Published May 03, 2016
An unlicensed teen driver accused of killing a 4-year-old girl while he was fleeing from police has pleaded guilty to manslaughter and other charges in a plea deal that is expected to result in a prison sentence of three to nine years.
Franklin Reyes Jr. pleaded Thursday after a Manhattan judge gave him another day to decide on the sentencing deal offered by the court in the June 2013 death of Ariel Russo. Prosecutors wanted a sentence of up to 11 to 15 years.
Reyes also pleaded guilty to assault, unlawful fleeing of a police officer and escape, according to the Manhattan district attorney's office. He is expected to be sentenced March 25.
Reyes was 17 when the crash occurred. But the judge said in January that Reyes could not be treated as a youthful offender because he had been arrested twice on felony charges since the fatal crash.
Reyes, who was driving his parents' SUV without a license, jumped a curb and slammed into a restaurant on the ground floor of an apartment building at West 97th Street and Amsterdam Avenue, pinning Ariel and her grandmother, Katie Gutierrez.

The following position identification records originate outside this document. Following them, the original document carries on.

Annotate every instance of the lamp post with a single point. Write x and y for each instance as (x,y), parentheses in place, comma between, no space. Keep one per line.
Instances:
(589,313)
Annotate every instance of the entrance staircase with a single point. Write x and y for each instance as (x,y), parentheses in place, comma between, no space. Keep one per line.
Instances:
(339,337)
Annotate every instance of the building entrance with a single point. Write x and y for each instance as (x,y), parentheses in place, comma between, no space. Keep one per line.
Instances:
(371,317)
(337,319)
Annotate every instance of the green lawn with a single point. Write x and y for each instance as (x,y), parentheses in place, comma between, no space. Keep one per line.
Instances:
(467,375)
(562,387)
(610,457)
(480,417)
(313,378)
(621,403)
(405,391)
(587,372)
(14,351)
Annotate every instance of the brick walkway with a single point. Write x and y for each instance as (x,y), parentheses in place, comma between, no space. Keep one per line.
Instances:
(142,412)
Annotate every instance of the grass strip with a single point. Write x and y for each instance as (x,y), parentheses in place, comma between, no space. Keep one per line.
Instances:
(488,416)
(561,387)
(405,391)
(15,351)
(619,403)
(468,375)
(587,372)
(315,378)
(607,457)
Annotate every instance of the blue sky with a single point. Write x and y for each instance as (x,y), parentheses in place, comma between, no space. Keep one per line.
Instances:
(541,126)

He was fleeing from officers at the time who were trying to stop him from driving erratically.
"From the beginning he wanted to apologize for the family," Reyes' mother, Lilia Reyes, said outside court Thursday. "He never did anything intentional."
The tragedy spurred legislative changes to emergency response-time tracking.
The city, citing Ariel's death, enacted a law requiring the Fire Department to calculate emergency response times from the moment a call is made, not when a 911 operator transfers the call to a dispatcher.
The city's investigative arm said human error caused a four-minute lag in processing calls to rush an ambulance to the scene. However, the response time was still deemed faster than average.
Police officers arrived at the scene immediately and began radioing for an ambulance. But a 911 emergency medical dispatcher didn't take steps to process the information and took a break, the Department of Investigation said. A colleague relieved her, noticed the unresolved job and immediately began working on it. A lieutenant assigned to supervise dispatchers said he was busy with paperwork and didn't notice the lingering job.
A passing firefighter and rescuers from a flagged-down ambulance attended to the unconscious Ariel on the street. She was pronounced dead shortly after arriving at a hospital.